“So, you mentioned you had a difficult childhood. What was that about?”

“Oh wow. I’m guessing the soft question portion of our outing is over.” She laughs, but the sound is humorless.

“I’m sorry. Did I overstep?”

“No, you didn’t. It’s just that there isn’t much to tell. I grew up wealthy and my parents had certain expectations of me. Very specific expectations. When I let them know I wasn’t interested in following the plan they set for my life, they basically disinherited me and kick me out of the house.”

“Are you serious?”

“Yeah.”

“So why are they still in your life? I mean, you went back home for Thanksgiving.”

She shrugs. “At the end of the day, they are still family. They are the only family I’ve got.”

“I can understand that. I don’t have any family. I was an only child and my parents died a couple of years ago. Neither of them had any siblings, so I am the only one left. I definitely get wanting to have your family in your life. It’s commendable. But, I also don’t think I would be capable of that after what they did to you.”

“You don’t know what you’re capable of until you’re confronted with the situation.”

“I guess you’re right…”

Althoughwe only planned to have breakfast together, Naomi and I end up spending the entire day together on the beach. We walk and talk endlessly. I worry that we will run out of things to talk about, but that never happens.

I’ve always known that Naomi is an interesting person, but spending the day with her is showing me just how phenomenal of a person she really is. She’s intelligent, funny, witty, wise, ambitious, kind, and so mature for her age.

She’s the kind of woman I could really fall in love with, and it’s scaring me to death. I’m falling for an employee who is half my age. In the back of my mind, my subconscious is telling me that this will never work; that there is too much going against us. But consciously, I’m hoping that’s wrong.

Naomi is too special of a woman to just let go. And us together makes a weird kind of sense.

I just hope we can make it make sense in the real world.

15

NAOMI

Maybe it’s the holiday season, or maybe it’s just Reid, but the past two weeks have been magical.

Reid and I have taken every opportunity to be together. It’s not only the sex, although that has been phenomenal. I don’t know if they give out awards for sex, but Reid should win one. That man knows how to play my body like a violin. I can’t get enough.

I thought that when I lost my virginity it would be an anti-climax, but that hasn’t been the case. Every time Reid walks into a room I practically vibrate with need.

Anyway, like I said, it’s not all about the sex. We spend time together, having deep conversations. Sometimes we just sit together for hours, no talking, and it doesn’t feel awkward at all.

Cooking to me is such an intimate affair. I only cook for myself really, and the people I care about. That now includes Reid. I’ve cooked for him a couple times. The first time was so nerve-wracking. It wasn’t anything elaborate; just some fresh homemade pasta in a creamy lobster sauce, but I was so concerned that he wouldn’t like it. I was wrong to worry because he practically licked his plate clean.

We’ve gone out a couple of times to dinner. It’s so cute because I can tell that every time we do, he’s trying to impress me. We’ve been to a couple Michelin starred restaurants, and although the food was amazing, I was just happy to be with Reid.

As amazing as everything has been, there’s still the complication of what brought me into his life in the first place.
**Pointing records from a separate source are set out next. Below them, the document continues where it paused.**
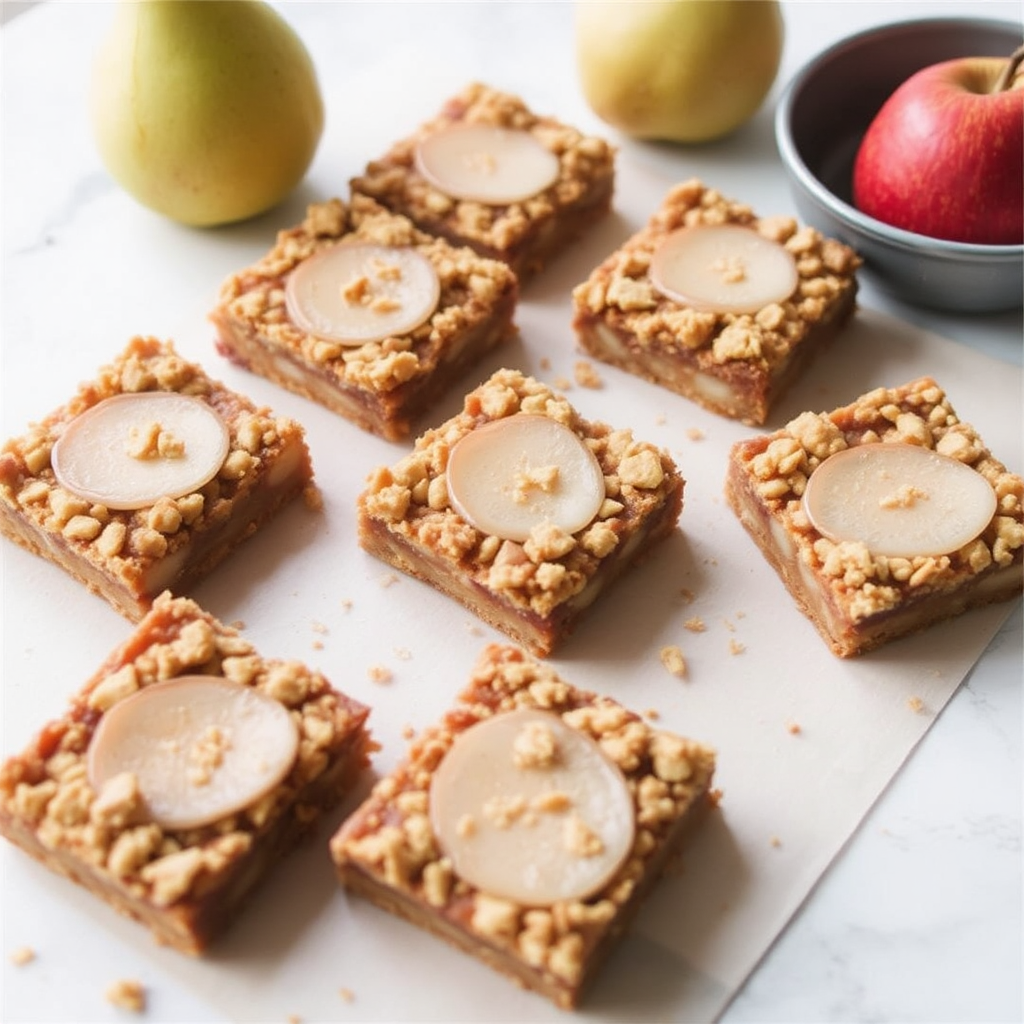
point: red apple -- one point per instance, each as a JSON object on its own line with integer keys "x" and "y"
{"x": 944, "y": 157}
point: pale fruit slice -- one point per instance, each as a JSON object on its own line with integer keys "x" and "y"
{"x": 515, "y": 473}
{"x": 201, "y": 748}
{"x": 725, "y": 268}
{"x": 486, "y": 163}
{"x": 531, "y": 810}
{"x": 358, "y": 292}
{"x": 128, "y": 451}
{"x": 899, "y": 500}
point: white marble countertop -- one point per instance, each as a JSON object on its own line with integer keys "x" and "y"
{"x": 920, "y": 916}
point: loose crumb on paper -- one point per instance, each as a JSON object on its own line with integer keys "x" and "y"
{"x": 674, "y": 660}
{"x": 127, "y": 994}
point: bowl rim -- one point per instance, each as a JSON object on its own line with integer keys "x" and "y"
{"x": 902, "y": 239}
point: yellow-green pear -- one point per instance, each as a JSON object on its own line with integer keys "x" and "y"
{"x": 680, "y": 71}
{"x": 206, "y": 111}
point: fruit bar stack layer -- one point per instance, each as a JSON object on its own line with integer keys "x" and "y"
{"x": 148, "y": 477}
{"x": 520, "y": 509}
{"x": 715, "y": 303}
{"x": 882, "y": 517}
{"x": 527, "y": 825}
{"x": 181, "y": 772}
{"x": 375, "y": 331}
{"x": 489, "y": 173}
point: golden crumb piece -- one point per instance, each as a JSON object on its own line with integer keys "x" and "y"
{"x": 127, "y": 994}
{"x": 587, "y": 376}
{"x": 673, "y": 659}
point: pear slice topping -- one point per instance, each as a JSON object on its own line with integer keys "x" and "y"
{"x": 200, "y": 747}
{"x": 485, "y": 163}
{"x": 358, "y": 292}
{"x": 899, "y": 500}
{"x": 515, "y": 473}
{"x": 130, "y": 450}
{"x": 531, "y": 810}
{"x": 724, "y": 268}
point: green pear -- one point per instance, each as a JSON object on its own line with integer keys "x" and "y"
{"x": 681, "y": 71}
{"x": 205, "y": 111}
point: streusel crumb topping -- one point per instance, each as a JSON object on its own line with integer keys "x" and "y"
{"x": 391, "y": 836}
{"x": 621, "y": 291}
{"x": 551, "y": 566}
{"x": 918, "y": 413}
{"x": 394, "y": 180}
{"x": 126, "y": 543}
{"x": 47, "y": 786}
{"x": 470, "y": 287}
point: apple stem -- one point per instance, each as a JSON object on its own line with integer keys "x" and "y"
{"x": 1010, "y": 71}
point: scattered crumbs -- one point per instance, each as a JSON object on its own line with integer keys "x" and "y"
{"x": 587, "y": 376}
{"x": 127, "y": 994}
{"x": 673, "y": 659}
{"x": 312, "y": 498}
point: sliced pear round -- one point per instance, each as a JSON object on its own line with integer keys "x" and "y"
{"x": 531, "y": 810}
{"x": 200, "y": 747}
{"x": 515, "y": 473}
{"x": 899, "y": 500}
{"x": 485, "y": 163}
{"x": 130, "y": 450}
{"x": 358, "y": 292}
{"x": 724, "y": 268}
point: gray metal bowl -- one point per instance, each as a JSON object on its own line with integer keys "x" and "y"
{"x": 820, "y": 119}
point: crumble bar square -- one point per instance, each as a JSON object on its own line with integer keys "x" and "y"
{"x": 535, "y": 591}
{"x": 735, "y": 365}
{"x": 525, "y": 235}
{"x": 388, "y": 852}
{"x": 185, "y": 885}
{"x": 381, "y": 385}
{"x": 130, "y": 556}
{"x": 856, "y": 599}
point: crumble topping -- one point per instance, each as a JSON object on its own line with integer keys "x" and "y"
{"x": 621, "y": 292}
{"x": 47, "y": 790}
{"x": 125, "y": 543}
{"x": 918, "y": 413}
{"x": 394, "y": 181}
{"x": 551, "y": 566}
{"x": 470, "y": 286}
{"x": 389, "y": 836}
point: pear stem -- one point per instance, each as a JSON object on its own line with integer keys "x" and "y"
{"x": 1010, "y": 71}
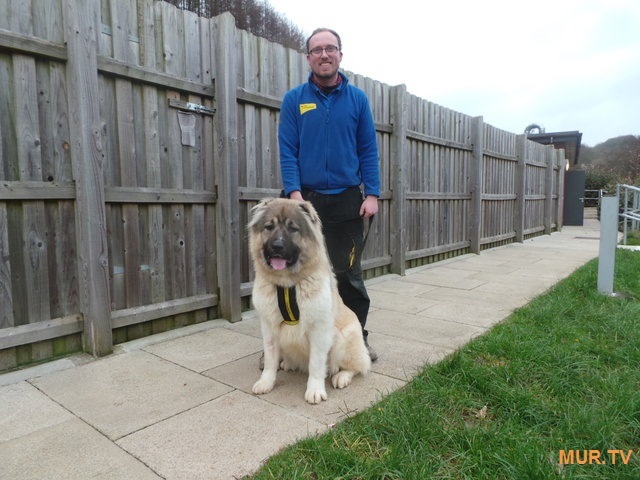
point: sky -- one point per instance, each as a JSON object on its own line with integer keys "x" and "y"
{"x": 566, "y": 65}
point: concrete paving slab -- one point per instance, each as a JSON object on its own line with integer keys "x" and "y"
{"x": 401, "y": 285}
{"x": 484, "y": 316}
{"x": 226, "y": 438}
{"x": 24, "y": 410}
{"x": 290, "y": 387}
{"x": 473, "y": 297}
{"x": 69, "y": 450}
{"x": 124, "y": 393}
{"x": 430, "y": 330}
{"x": 445, "y": 278}
{"x": 208, "y": 349}
{"x": 398, "y": 302}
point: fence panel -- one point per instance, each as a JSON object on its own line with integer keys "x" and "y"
{"x": 499, "y": 186}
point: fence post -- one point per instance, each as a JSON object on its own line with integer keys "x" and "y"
{"x": 475, "y": 182}
{"x": 225, "y": 49}
{"x": 548, "y": 191}
{"x": 521, "y": 186}
{"x": 398, "y": 178}
{"x": 561, "y": 162}
{"x": 82, "y": 22}
{"x": 608, "y": 241}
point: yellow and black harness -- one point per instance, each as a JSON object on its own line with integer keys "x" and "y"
{"x": 288, "y": 305}
{"x": 287, "y": 301}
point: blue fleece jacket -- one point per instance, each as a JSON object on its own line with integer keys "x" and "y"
{"x": 328, "y": 142}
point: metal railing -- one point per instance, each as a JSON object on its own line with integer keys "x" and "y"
{"x": 592, "y": 198}
{"x": 629, "y": 209}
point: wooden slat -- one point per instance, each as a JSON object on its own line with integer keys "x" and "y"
{"x": 40, "y": 331}
{"x": 146, "y": 313}
{"x": 30, "y": 45}
{"x": 87, "y": 155}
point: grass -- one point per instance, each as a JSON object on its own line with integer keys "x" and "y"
{"x": 633, "y": 237}
{"x": 562, "y": 373}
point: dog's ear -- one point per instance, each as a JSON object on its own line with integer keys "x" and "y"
{"x": 257, "y": 211}
{"x": 309, "y": 211}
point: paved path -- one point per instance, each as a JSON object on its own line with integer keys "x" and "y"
{"x": 179, "y": 405}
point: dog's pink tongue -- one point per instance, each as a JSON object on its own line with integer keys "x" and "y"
{"x": 278, "y": 263}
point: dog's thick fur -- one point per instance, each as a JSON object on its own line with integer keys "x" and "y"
{"x": 288, "y": 249}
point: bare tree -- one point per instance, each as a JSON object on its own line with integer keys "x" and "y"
{"x": 255, "y": 16}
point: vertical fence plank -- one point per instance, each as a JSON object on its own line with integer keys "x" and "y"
{"x": 229, "y": 228}
{"x": 548, "y": 191}
{"x": 82, "y": 27}
{"x": 476, "y": 183}
{"x": 521, "y": 151}
{"x": 398, "y": 178}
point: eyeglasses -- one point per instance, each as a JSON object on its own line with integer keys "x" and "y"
{"x": 330, "y": 49}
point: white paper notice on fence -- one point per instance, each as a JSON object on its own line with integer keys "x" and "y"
{"x": 187, "y": 123}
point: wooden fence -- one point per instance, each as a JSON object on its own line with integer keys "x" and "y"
{"x": 135, "y": 139}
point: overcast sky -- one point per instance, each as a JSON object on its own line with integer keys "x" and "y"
{"x": 564, "y": 64}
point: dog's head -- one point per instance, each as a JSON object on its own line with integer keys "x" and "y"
{"x": 284, "y": 234}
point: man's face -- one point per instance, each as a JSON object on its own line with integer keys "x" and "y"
{"x": 323, "y": 64}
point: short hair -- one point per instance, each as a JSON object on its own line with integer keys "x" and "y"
{"x": 323, "y": 29}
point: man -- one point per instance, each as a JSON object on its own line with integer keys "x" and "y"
{"x": 328, "y": 151}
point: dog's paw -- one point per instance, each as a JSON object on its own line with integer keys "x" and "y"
{"x": 315, "y": 396}
{"x": 342, "y": 379}
{"x": 263, "y": 386}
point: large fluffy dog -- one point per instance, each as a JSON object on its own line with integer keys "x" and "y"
{"x": 317, "y": 333}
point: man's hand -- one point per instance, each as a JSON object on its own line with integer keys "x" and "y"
{"x": 369, "y": 207}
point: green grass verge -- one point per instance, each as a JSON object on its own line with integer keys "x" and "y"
{"x": 561, "y": 373}
{"x": 633, "y": 238}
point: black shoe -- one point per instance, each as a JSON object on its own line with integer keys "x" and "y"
{"x": 372, "y": 353}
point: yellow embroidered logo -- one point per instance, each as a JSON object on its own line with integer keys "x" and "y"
{"x": 305, "y": 107}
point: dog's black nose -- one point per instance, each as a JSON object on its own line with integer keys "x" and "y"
{"x": 277, "y": 244}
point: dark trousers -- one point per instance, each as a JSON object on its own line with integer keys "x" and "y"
{"x": 343, "y": 230}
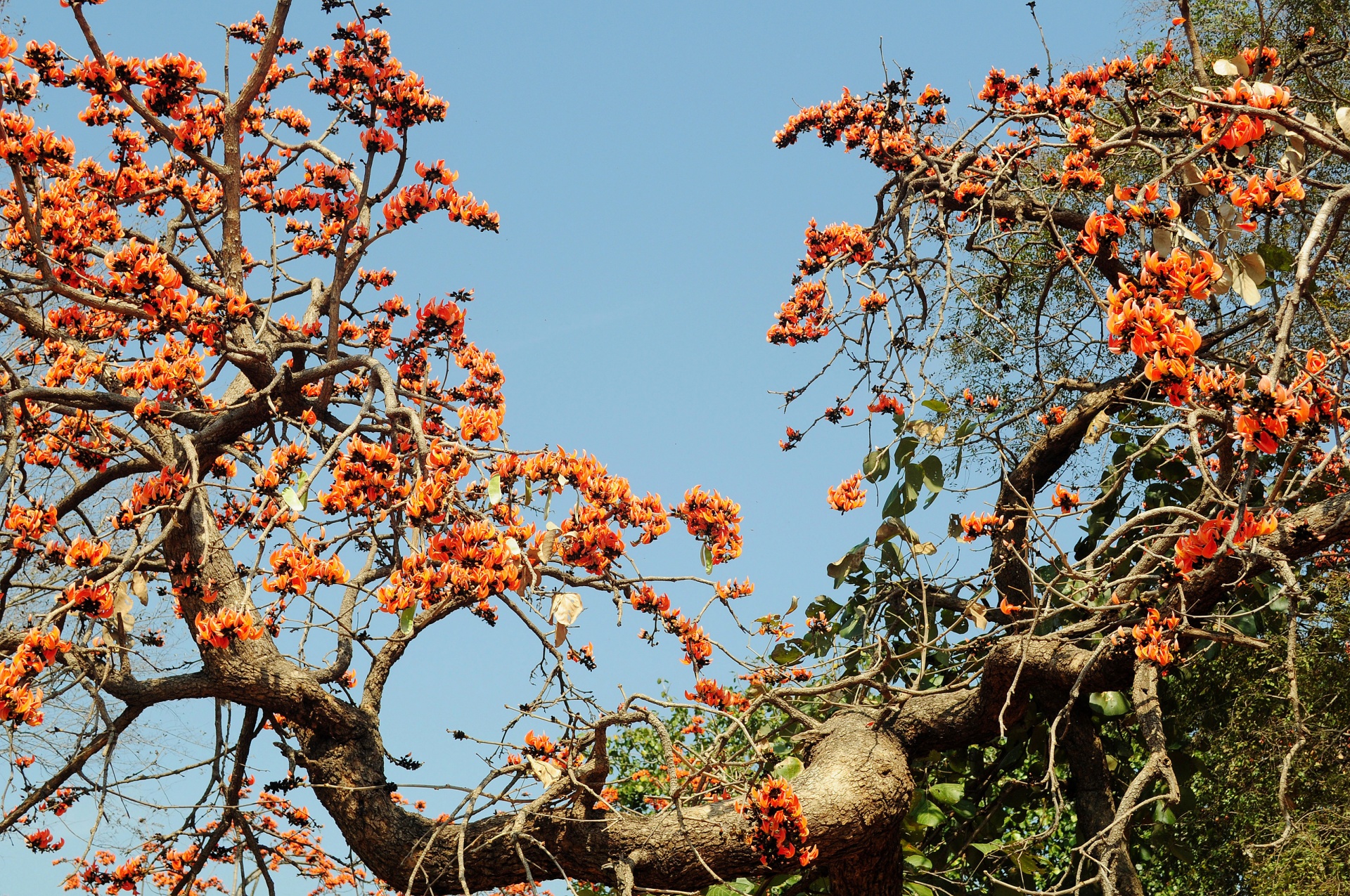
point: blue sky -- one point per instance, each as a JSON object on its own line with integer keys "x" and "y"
{"x": 650, "y": 231}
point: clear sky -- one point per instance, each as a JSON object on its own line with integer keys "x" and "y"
{"x": 650, "y": 231}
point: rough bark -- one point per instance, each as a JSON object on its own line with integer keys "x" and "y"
{"x": 855, "y": 790}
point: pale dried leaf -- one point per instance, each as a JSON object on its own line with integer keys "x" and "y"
{"x": 566, "y": 608}
{"x": 1225, "y": 283}
{"x": 546, "y": 545}
{"x": 546, "y": 772}
{"x": 1247, "y": 287}
{"x": 1203, "y": 223}
{"x": 1254, "y": 266}
{"x": 122, "y": 604}
{"x": 1195, "y": 180}
{"x": 1097, "y": 428}
{"x": 139, "y": 587}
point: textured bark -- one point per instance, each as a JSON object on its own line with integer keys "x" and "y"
{"x": 1095, "y": 807}
{"x": 855, "y": 791}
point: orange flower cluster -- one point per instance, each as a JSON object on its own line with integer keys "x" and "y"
{"x": 1278, "y": 409}
{"x": 873, "y": 303}
{"x": 297, "y": 566}
{"x": 836, "y": 240}
{"x": 19, "y": 703}
{"x": 1078, "y": 92}
{"x": 30, "y": 525}
{"x": 366, "y": 476}
{"x": 805, "y": 318}
{"x": 1199, "y": 547}
{"x": 160, "y": 491}
{"x": 92, "y": 599}
{"x": 470, "y": 561}
{"x": 882, "y": 138}
{"x": 709, "y": 693}
{"x": 989, "y": 403}
{"x": 1266, "y": 195}
{"x": 482, "y": 416}
{"x": 1149, "y": 319}
{"x": 1064, "y": 500}
{"x": 413, "y": 202}
{"x": 886, "y": 405}
{"x": 773, "y": 675}
{"x": 848, "y": 494}
{"x": 224, "y": 625}
{"x": 733, "y": 589}
{"x": 778, "y": 826}
{"x": 978, "y": 524}
{"x": 608, "y": 494}
{"x": 1053, "y": 417}
{"x": 1153, "y": 642}
{"x": 86, "y": 554}
{"x": 41, "y": 841}
{"x": 698, "y": 648}
{"x": 713, "y": 520}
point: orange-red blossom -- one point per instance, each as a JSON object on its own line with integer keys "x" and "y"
{"x": 1195, "y": 550}
{"x": 848, "y": 495}
{"x": 779, "y": 828}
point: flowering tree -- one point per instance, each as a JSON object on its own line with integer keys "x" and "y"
{"x": 1137, "y": 284}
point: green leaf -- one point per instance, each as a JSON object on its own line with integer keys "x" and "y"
{"x": 292, "y": 500}
{"x": 877, "y": 466}
{"x": 905, "y": 450}
{"x": 842, "y": 569}
{"x": 948, "y": 794}
{"x": 927, "y": 814}
{"x": 1109, "y": 703}
{"x": 1278, "y": 258}
{"x": 965, "y": 809}
{"x": 720, "y": 890}
{"x": 933, "y": 478}
{"x": 894, "y": 505}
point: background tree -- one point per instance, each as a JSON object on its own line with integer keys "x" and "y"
{"x": 1126, "y": 273}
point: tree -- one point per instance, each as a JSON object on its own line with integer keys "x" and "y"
{"x": 1140, "y": 285}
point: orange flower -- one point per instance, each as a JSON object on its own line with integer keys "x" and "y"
{"x": 1064, "y": 500}
{"x": 977, "y": 524}
{"x": 848, "y": 494}
{"x": 713, "y": 520}
{"x": 224, "y": 625}
{"x": 778, "y": 828}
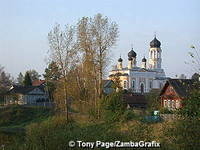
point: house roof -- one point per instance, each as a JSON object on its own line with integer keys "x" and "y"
{"x": 181, "y": 86}
{"x": 23, "y": 89}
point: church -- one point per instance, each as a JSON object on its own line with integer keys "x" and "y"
{"x": 141, "y": 79}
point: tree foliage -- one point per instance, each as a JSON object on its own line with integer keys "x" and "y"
{"x": 27, "y": 80}
{"x": 5, "y": 81}
{"x": 52, "y": 76}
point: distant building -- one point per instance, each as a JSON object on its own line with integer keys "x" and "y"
{"x": 26, "y": 95}
{"x": 143, "y": 79}
{"x": 174, "y": 91}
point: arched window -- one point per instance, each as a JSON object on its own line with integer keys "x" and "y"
{"x": 142, "y": 88}
{"x": 125, "y": 84}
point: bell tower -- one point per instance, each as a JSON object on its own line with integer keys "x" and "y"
{"x": 155, "y": 54}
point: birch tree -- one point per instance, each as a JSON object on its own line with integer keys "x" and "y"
{"x": 62, "y": 45}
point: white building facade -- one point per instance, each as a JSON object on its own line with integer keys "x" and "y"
{"x": 141, "y": 79}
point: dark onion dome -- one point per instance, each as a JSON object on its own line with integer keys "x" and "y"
{"x": 144, "y": 60}
{"x": 155, "y": 43}
{"x": 132, "y": 53}
{"x": 130, "y": 58}
{"x": 120, "y": 59}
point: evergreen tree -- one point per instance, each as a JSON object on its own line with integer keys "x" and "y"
{"x": 27, "y": 80}
{"x": 34, "y": 75}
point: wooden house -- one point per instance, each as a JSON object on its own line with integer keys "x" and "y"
{"x": 174, "y": 91}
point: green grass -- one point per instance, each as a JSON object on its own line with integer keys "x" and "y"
{"x": 20, "y": 116}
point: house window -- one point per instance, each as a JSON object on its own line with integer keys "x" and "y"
{"x": 125, "y": 84}
{"x": 173, "y": 104}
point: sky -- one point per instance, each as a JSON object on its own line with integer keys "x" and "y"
{"x": 24, "y": 25}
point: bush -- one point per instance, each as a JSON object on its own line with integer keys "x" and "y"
{"x": 113, "y": 107}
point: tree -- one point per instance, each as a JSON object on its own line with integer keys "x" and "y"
{"x": 52, "y": 75}
{"x": 96, "y": 37}
{"x": 27, "y": 80}
{"x": 5, "y": 81}
{"x": 191, "y": 105}
{"x": 64, "y": 53}
{"x": 34, "y": 75}
{"x": 196, "y": 76}
{"x": 20, "y": 79}
{"x": 195, "y": 59}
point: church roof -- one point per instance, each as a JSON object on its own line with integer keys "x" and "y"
{"x": 155, "y": 43}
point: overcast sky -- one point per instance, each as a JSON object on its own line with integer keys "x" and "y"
{"x": 24, "y": 25}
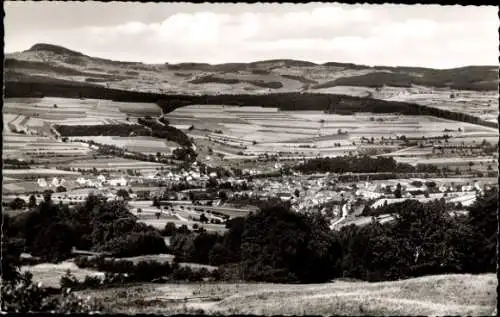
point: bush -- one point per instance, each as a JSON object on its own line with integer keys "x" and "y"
{"x": 17, "y": 203}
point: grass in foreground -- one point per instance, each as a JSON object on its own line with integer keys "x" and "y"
{"x": 434, "y": 295}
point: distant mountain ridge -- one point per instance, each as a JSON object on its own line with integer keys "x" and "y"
{"x": 274, "y": 75}
{"x": 57, "y": 49}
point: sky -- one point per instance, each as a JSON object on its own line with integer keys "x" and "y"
{"x": 392, "y": 35}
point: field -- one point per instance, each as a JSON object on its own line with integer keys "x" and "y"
{"x": 50, "y": 274}
{"x": 432, "y": 295}
{"x": 117, "y": 164}
{"x": 239, "y": 132}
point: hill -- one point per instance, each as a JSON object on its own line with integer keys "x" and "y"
{"x": 457, "y": 294}
{"x": 280, "y": 75}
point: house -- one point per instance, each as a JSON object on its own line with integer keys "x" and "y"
{"x": 55, "y": 182}
{"x": 42, "y": 182}
{"x": 101, "y": 179}
{"x": 118, "y": 182}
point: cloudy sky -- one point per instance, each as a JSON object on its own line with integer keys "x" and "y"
{"x": 427, "y": 35}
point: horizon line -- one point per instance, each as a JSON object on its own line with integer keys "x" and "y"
{"x": 255, "y": 61}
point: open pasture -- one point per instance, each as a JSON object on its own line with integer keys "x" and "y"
{"x": 263, "y": 129}
{"x": 449, "y": 294}
{"x": 115, "y": 163}
{"x": 37, "y": 172}
{"x": 67, "y": 111}
{"x": 50, "y": 274}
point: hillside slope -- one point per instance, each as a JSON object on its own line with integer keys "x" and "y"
{"x": 433, "y": 295}
{"x": 254, "y": 78}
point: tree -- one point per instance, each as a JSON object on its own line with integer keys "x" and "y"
{"x": 398, "y": 192}
{"x": 32, "y": 202}
{"x": 169, "y": 229}
{"x": 223, "y": 195}
{"x": 17, "y": 203}
{"x": 483, "y": 222}
{"x": 280, "y": 245}
{"x": 203, "y": 218}
{"x": 47, "y": 195}
{"x": 123, "y": 193}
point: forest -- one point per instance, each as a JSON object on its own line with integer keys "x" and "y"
{"x": 271, "y": 245}
{"x": 33, "y": 86}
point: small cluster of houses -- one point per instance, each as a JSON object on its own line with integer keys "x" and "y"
{"x": 101, "y": 180}
{"x": 56, "y": 182}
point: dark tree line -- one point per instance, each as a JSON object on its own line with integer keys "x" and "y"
{"x": 468, "y": 78}
{"x": 123, "y": 130}
{"x": 363, "y": 164}
{"x": 33, "y": 86}
{"x": 50, "y": 231}
{"x": 278, "y": 245}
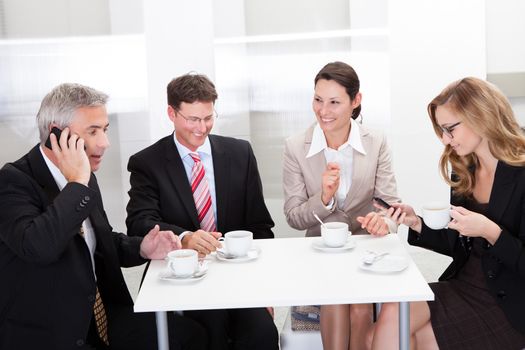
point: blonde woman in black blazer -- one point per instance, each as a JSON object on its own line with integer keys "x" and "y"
{"x": 479, "y": 300}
This new romance has been a good distraction from my goals. I let myself get carried away and forgot that the real reason I stayed was to get in with Chef Aranda.

It has occurred to me that I could ask Reid to reconsider introducing me now that we are in a good place, but I kind of don’t want to. It would feel like exploiting our relationships somehow, and I don’t want to do that. I don’t want to jeopardize what we are building.

Still, I have to find a way to get to Chef Aranda. Cooking is still my passion. Although I love caring for Ethan, it’s not my dream. It’s not what I gave up my family for.

It’s good having Reid in my life, but I can’t allow him to consume me. I can’t throw away my aspirations because of him.

After the holidays, I’m going to have to refocus.

Speaking of which, Christmas day this year was probably the best I’ve ever had because I spent it with Reid and Ethan. He sent away all the other staff and the three of us spent the day together in his home, which he had professionally decorated. There was fake snow and Christmas lights everywhere, a gigantic Christmas tree, wreaths, garlands, and mistletoe all throughout the house. It was a real winter wonderland in California, complete with the smell of pine and snow. I don’t know how the decorators managed to do that, but they did.